Hello!
I've got a small question regarding limma and couldn't find a direct answer anywhere: Does it make sense to perform limma on only a subset of genes?
An example: I am only interested in if there are differences in gene expression between the groups of interest in 700 previously defined genes that had been identified (by limma) in another independent experiment (using a different experimental technology). So one could say it would make sense to test only the 700 genes in order to reduce the multiple testing burden.
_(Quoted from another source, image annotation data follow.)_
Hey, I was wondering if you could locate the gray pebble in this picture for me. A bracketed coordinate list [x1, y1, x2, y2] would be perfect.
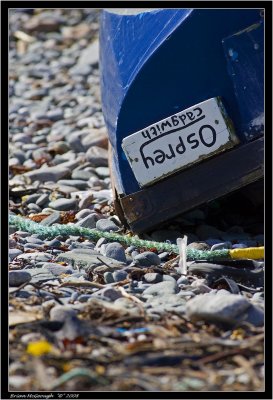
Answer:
[162, 274, 176, 283]
[43, 262, 73, 276]
[132, 251, 161, 267]
[105, 242, 127, 263]
[75, 213, 98, 229]
[9, 249, 23, 261]
[143, 281, 178, 296]
[186, 293, 250, 324]
[27, 203, 41, 213]
[72, 170, 95, 181]
[113, 271, 127, 282]
[22, 165, 71, 182]
[211, 242, 232, 251]
[25, 236, 44, 245]
[45, 238, 62, 247]
[187, 242, 210, 251]
[143, 272, 162, 283]
[77, 294, 92, 303]
[86, 146, 108, 167]
[24, 243, 44, 251]
[75, 208, 93, 221]
[58, 179, 87, 190]
[103, 271, 115, 283]
[49, 198, 77, 211]
[46, 108, 63, 122]
[158, 251, 169, 261]
[96, 288, 122, 301]
[36, 193, 49, 207]
[96, 167, 110, 178]
[9, 271, 31, 287]
[96, 219, 119, 232]
[22, 194, 41, 204]
[40, 211, 61, 226]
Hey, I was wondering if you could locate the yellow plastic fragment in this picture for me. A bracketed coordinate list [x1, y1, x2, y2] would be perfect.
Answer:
[27, 340, 52, 357]
[229, 246, 264, 260]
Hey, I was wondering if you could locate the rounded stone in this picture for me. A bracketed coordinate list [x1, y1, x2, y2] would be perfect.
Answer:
[103, 271, 115, 283]
[9, 271, 31, 287]
[105, 242, 127, 263]
[143, 272, 162, 283]
[49, 198, 77, 211]
[113, 271, 127, 282]
[143, 281, 178, 296]
[9, 249, 23, 261]
[132, 251, 161, 267]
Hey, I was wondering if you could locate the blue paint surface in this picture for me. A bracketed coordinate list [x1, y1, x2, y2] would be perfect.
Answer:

But I was wondering if this would make
sense, as limma (eBayes) borrows information across all genes. There are about 50 biological replicates per group available.
Would you recommend to 'feed' limma only with the 700 genes of interest, or to perform the analysis on all genes and do the filtering afterwards?
Best,
Simone
No cheating is involved. Under the null hypothesis, the moderated tests in the EB framework should produce uniformly distributed p-values. This is true regardless of the number of genes that are used (given that there are enough genes for stable estimation of some parameters). So long as your manner of selecting the subset is independent of the contrast of interest, the ensuing application of the BH method to the p-values in the subset is valid.
Thank you for the explanation, this is very helpful. Actually the subset of interest in my case is not really independent of the contrast of interest, because the contrast itself is exactly the same as the one used for defining the subset of genes, just on a different dataset of biologically different (but not independent either, I would say) data.
More clearly: I have one model testing for differential expression which identified a list of differentially expressed genes between different groups. For the same groups (and even the same individuals) I have DNA methylation data (transformed to be suitable for limma, following recommendations of Gordon Smyth and Alicia Oshlack in this context) and want to apply the same contrasts, but at this point I am only interested in the methylation profiles of the subset of my genes of interest. This is where the question of if and at which point of the analysis removing the rest of the genes makes sense (and is valid) appeared.
If I understand correctly, you've used the differential expression data to define a subset of DE genes. Now you're testing for differential methylation throughout the genes in that subset. I think that's fine, as the selection of your subset is blind to differential methylation p-values. Specifically, the p-values will be still be uniformly distributed for any true nulls in your subset, so application of the BH method will be valid.
More succintly, the independence I was talking about refers to the stochastic sampling of p-values under the null hypothesis. Otherwise, you might end up keeping only the small p-values, leading to an excess of false rejections and loss of type I error control. Independence between the underlying biological truths of each dataset (i.e., whether or not there is truly differential expression/methylation for a gene) is not required.
Yes, you understood correctly. I was already suspecting that the independence you wrote about was more of a technical nature regarding the way the p-values are obtained, nevertheless I wanted to be sure, so thank you very much for the further clarification and the helpful discussion.